Once it was working, finally, I had a good time with the GameSire VX2 Aimbox. You can tweak the sensitivity settings if you like, using the handy app, but it works really well. It made Ratchet and Clank: Rift Apart a little easier, though there are games that can use keyboard and mouse directly. Of course, it doesn’t make sense that you’d need a PlayStation 4 pad to emulate a PlayStation 5 controller, but there you go.

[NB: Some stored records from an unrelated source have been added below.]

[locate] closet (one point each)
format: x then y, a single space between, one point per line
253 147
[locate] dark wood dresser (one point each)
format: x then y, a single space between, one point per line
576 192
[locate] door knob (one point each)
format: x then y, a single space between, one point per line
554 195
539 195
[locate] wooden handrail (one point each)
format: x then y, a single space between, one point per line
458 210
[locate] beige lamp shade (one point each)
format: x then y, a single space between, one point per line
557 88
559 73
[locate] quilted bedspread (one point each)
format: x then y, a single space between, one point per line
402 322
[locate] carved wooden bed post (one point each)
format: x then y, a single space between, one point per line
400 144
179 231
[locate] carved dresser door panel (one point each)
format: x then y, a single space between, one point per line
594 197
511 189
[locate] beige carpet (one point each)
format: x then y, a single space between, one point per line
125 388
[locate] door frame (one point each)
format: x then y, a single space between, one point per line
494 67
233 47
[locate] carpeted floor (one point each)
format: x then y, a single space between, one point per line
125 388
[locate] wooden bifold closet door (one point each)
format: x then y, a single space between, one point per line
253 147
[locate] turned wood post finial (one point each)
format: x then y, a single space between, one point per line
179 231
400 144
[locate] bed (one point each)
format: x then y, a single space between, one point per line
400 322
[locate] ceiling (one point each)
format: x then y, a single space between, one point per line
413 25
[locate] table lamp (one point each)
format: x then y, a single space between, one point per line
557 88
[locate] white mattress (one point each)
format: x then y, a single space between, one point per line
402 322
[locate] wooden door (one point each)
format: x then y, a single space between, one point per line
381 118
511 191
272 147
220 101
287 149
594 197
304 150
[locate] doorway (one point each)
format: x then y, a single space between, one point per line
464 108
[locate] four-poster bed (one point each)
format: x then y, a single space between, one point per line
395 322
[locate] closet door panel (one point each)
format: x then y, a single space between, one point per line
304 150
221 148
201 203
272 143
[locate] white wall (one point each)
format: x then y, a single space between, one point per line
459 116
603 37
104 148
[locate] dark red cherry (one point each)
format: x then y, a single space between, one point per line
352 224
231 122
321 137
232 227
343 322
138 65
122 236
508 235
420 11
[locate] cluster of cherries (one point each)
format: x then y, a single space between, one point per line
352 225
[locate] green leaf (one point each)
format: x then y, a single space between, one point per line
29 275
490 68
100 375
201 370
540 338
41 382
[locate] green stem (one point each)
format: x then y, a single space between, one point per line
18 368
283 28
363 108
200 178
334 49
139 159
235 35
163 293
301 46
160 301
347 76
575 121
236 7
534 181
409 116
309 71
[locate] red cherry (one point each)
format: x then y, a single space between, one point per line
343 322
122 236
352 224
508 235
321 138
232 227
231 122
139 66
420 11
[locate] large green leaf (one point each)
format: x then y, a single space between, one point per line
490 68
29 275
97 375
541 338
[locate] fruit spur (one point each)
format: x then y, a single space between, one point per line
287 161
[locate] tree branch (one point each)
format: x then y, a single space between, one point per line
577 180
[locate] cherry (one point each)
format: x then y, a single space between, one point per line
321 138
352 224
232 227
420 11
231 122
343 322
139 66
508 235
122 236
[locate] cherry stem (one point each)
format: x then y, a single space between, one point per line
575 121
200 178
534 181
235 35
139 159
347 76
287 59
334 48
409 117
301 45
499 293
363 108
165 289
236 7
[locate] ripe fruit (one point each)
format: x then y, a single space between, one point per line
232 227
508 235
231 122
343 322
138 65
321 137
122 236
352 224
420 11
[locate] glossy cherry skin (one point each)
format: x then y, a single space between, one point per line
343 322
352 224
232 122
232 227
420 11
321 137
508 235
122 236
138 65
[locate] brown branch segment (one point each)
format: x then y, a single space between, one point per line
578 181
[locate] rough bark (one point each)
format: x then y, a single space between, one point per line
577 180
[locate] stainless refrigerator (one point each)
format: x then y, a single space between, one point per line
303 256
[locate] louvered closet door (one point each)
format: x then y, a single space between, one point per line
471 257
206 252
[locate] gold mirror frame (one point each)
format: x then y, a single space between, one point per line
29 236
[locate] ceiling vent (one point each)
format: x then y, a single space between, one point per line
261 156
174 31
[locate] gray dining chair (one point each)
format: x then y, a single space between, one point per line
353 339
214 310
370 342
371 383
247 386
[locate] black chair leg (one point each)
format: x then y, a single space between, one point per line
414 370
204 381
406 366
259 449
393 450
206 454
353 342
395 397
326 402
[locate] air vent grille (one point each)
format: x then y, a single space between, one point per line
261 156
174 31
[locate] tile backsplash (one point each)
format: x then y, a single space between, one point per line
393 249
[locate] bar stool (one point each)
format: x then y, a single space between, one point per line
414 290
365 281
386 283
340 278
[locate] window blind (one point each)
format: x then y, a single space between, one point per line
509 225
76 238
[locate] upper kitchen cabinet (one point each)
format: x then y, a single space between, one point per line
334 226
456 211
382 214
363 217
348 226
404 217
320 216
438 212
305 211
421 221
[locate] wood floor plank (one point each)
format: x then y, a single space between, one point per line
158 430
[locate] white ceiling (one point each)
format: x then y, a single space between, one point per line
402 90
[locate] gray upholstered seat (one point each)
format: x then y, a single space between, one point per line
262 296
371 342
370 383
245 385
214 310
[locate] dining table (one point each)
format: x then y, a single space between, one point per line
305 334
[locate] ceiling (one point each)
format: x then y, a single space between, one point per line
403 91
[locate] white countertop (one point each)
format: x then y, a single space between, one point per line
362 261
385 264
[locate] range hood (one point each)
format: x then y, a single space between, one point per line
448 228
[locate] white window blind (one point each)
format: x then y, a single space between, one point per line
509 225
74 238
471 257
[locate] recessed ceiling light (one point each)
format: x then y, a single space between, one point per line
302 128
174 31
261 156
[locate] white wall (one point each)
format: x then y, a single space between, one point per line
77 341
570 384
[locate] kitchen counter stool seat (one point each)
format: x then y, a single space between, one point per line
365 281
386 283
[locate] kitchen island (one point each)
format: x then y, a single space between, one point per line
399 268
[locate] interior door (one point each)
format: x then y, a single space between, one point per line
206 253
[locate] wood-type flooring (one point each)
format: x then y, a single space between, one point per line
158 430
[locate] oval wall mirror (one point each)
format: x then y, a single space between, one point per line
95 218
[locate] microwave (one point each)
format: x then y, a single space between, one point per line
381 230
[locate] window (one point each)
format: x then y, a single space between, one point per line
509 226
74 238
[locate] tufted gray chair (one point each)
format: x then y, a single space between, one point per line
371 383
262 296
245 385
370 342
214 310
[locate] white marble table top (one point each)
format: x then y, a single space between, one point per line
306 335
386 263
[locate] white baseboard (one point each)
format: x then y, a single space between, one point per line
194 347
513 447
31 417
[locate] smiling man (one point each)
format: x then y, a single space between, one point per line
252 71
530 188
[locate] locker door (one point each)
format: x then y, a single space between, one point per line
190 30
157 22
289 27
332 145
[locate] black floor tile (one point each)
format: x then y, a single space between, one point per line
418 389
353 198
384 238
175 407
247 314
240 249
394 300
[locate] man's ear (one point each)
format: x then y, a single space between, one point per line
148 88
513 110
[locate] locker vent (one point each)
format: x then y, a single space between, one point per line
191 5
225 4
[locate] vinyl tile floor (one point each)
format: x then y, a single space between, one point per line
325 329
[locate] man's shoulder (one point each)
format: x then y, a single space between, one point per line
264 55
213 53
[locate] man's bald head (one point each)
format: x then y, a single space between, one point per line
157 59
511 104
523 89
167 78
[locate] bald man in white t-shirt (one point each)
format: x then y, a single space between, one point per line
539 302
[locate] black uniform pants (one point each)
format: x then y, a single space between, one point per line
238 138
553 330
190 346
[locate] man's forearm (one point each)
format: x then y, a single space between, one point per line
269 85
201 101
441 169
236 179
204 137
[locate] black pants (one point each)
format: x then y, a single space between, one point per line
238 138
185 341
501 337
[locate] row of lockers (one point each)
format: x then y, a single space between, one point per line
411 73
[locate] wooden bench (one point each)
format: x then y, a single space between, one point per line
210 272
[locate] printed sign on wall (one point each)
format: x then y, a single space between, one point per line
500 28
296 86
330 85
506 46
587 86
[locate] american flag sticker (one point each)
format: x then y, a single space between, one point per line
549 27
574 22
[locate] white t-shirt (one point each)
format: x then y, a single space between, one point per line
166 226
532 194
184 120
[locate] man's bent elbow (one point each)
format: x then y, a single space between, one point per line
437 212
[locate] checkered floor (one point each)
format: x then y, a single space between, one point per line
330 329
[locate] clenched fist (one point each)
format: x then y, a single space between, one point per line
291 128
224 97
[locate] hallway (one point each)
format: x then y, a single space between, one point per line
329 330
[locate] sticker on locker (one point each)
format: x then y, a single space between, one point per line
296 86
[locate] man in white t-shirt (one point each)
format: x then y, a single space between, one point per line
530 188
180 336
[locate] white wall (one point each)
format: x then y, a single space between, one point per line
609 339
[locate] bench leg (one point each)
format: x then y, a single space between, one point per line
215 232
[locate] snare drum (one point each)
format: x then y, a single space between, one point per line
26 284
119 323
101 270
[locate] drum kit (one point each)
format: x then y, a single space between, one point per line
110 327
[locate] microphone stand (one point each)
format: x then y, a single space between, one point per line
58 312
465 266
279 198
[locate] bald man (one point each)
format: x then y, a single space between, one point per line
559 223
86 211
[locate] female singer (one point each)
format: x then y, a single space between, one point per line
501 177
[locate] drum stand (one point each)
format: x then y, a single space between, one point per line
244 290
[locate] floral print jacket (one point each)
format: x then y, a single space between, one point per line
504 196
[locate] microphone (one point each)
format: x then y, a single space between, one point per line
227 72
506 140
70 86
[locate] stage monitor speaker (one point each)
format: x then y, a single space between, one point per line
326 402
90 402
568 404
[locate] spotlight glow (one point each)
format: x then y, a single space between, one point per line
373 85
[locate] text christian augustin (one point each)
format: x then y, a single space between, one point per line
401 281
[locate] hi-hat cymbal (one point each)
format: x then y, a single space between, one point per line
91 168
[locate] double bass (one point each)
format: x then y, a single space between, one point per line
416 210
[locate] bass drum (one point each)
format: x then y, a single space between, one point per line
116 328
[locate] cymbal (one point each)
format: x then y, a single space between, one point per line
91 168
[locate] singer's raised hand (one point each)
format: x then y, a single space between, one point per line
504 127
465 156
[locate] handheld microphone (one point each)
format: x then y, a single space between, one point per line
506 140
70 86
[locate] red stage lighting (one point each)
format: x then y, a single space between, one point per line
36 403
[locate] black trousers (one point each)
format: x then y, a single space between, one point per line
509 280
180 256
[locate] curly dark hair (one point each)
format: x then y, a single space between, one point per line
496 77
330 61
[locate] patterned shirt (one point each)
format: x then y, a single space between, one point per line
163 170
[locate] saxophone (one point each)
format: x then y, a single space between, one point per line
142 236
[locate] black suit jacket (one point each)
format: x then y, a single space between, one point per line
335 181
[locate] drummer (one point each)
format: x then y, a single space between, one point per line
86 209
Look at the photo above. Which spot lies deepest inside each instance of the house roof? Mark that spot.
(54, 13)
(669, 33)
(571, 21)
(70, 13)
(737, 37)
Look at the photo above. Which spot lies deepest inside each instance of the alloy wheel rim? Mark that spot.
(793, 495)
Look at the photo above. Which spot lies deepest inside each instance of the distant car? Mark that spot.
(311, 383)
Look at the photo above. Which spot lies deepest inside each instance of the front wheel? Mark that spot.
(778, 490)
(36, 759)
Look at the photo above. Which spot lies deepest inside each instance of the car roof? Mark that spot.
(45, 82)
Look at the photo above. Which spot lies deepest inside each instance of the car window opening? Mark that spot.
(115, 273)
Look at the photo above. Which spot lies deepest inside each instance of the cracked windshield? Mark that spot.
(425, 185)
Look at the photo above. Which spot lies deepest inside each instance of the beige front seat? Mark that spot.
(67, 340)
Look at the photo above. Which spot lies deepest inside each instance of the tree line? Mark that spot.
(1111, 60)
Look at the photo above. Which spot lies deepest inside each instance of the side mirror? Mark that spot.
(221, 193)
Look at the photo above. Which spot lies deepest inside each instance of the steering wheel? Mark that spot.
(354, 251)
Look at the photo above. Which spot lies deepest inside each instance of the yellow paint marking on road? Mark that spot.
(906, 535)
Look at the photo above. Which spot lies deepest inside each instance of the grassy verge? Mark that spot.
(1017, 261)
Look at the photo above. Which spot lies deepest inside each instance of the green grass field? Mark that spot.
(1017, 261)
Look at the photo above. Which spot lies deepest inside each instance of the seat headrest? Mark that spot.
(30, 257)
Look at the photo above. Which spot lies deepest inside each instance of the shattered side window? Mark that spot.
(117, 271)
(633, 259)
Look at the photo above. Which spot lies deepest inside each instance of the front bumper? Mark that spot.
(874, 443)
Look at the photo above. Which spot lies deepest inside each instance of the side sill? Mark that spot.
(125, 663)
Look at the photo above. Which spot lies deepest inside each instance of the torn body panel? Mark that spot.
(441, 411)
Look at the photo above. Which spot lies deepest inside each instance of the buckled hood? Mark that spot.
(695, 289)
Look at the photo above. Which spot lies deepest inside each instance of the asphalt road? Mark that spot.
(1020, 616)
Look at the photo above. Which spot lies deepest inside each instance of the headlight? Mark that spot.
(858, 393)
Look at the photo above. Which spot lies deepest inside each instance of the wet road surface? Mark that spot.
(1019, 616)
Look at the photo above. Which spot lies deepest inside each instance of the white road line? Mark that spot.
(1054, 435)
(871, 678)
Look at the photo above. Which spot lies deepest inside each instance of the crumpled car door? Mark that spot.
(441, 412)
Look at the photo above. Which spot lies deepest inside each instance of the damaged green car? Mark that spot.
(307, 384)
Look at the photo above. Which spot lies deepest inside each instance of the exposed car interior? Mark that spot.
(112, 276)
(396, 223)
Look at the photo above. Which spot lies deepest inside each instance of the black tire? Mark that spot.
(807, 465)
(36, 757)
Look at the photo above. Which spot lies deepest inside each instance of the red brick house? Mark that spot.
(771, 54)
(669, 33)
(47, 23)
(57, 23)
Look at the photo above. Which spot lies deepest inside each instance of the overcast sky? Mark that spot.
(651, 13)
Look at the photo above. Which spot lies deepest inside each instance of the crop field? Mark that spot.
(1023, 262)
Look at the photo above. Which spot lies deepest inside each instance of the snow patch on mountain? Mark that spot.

Is the GameSir VX2 Aimbox worth having? If your console is in reach of a desk or somewhere you can rest a mouse and keyboard, yes. The original VX Aimbox has all but been retired, so the VX2 is the version you’ll likely get your hands on.
What about if you already have the VX Aimbox? Unless you have a PlayStation 5, it’s not worth a purchase, headphone socket or otherwise. If you do have a PlayStation 5 and you’re prepared to eat the cost of a Hori controller, by all means take the plunge.
But, on the PS5, be prepared for your first attempt to be a trial. Between the insufficient instructions and a website which bears the apparent influence of a gin-addled M.C. Escher, the GameSir Aimbox VX2 isn’t the most user-friendly device out there.